Wilcox joined the school board in December 2003 and began her second term in December 2007. She ran unopposed both times, first with Jinny Dalbeck in 2003 and again with current board colleague Jeanne Broberg in 2007, as one of two candidates for two open positions. Wilcox and Broberg’s seat will be up for grabs in the upcoming Nov. 8 election.
“I regret that I will be leaving the board during a period of financial crisis, but the hard times are not going to end soon,” Wilcox said in a prepared statement. “We need people with new ideas and a fresh approach.”
Throughout her years of service, Wilcox has often been the “odd man out” in matters of business, such as teacher evaluations and the possibility of operating the district under a charter status. Fellow board member Joel Peterson said in an interview Monday that regardless of her methods, he’s always respected Wilcox’s dedication to students and to the district.
“I think Cindy has always been much more independent to the extent where she has been willing to often voice things, which maybe in some people’s opinions was less than prudent or not within standard procedures, but she was also focused what she thought was the best intent of what she was doing,” Peterson said. “Because of her efforts our school district, even after she leaves the board, will continue to be set up for success for years to come.”

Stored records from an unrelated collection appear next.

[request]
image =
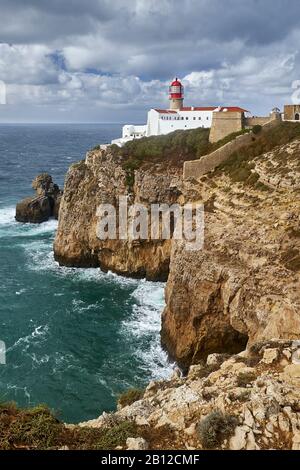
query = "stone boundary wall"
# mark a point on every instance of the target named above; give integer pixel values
(225, 123)
(197, 168)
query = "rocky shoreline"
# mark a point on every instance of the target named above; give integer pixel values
(231, 319)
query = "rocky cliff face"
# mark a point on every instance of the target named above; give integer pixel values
(249, 401)
(244, 285)
(101, 179)
(43, 205)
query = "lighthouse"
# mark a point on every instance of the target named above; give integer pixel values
(176, 95)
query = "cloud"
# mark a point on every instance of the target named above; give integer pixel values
(118, 57)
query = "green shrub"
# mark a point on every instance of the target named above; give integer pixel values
(215, 428)
(130, 396)
(31, 428)
(102, 439)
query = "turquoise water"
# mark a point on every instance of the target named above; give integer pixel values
(75, 338)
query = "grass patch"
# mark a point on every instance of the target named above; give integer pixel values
(175, 147)
(215, 428)
(130, 396)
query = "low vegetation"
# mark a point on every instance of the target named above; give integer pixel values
(215, 428)
(39, 429)
(240, 167)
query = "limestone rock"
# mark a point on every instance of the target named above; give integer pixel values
(44, 205)
(101, 179)
(239, 440)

When Wilcox first came to the board in 2003, she set three main goals to accomplish. Ultimately, she admits, she’s been unsuccessful with all of them.
“After I got on the board, the board agreed to work on class-size reduction and we did,” Wilcox said. “We started bringing class sizes down but now, in this financial crisis, class sizes have gone back up. We made some progress but it didn’t last.”
Wilcox also wanted to establish a clear system for documenting the district’s underperforming teachers. The board hasn’t gotten there yet but may be on its way, she said. Her final goal was to implement a way to survey La Cañada Unified students and parents about their experiences with the district, including an in-depth evaluation of district teachers, but that also hasn’t been accomplished.
“Those are three things that haven’t been done, but a lot of great things have happened (in eight years),” said Wilcox, noting increases in API scores as one example.
Despite the district’s academic gains, there are still areas where it could stand to improve, Wilcox said, chief among them the teacher tenure system. She hopes the day eventually comes when teachers are laid off based on their effectiveness in the classroom instead of their seniority.
“Speaking for myself, we should be laying off our least effective teachers first, and I urge the state Legislature and the La Cañada School Board to continue to actively work toward that objective,” she said.
Overall, the biggest current threats to La Cañada Unified, Wilcox said, are a continually declining enrollment and reductions in state funding .
“The district needs two things to maintain programs, students and funding,” Wilcox said. “Today, La Cañada High School offers programs that are the envy of many public and private high schools…However, in order to offer this array, the district needs enough students to fill all these classes, and when we look at in-district students, enrollment is shrinking.”
LCUSD enrollment, which stood at 4,023 during the 2008-09 school year, is projected to drop to 3,516 by 2013.
Wilcox encourages local families and businesses to support the district by giving to the La Cañada Flintridge Educational Foundation to help keep LCUSD solvent and maintain the district’s programs in the years ahead.
“This financial crisis is not the fault of the children in school today, and we all need to pitch in to help our current students enjoy a productive educational experience,” Wilcox said.
The candidate-filing period for the Nov. 8 school board election begins in July.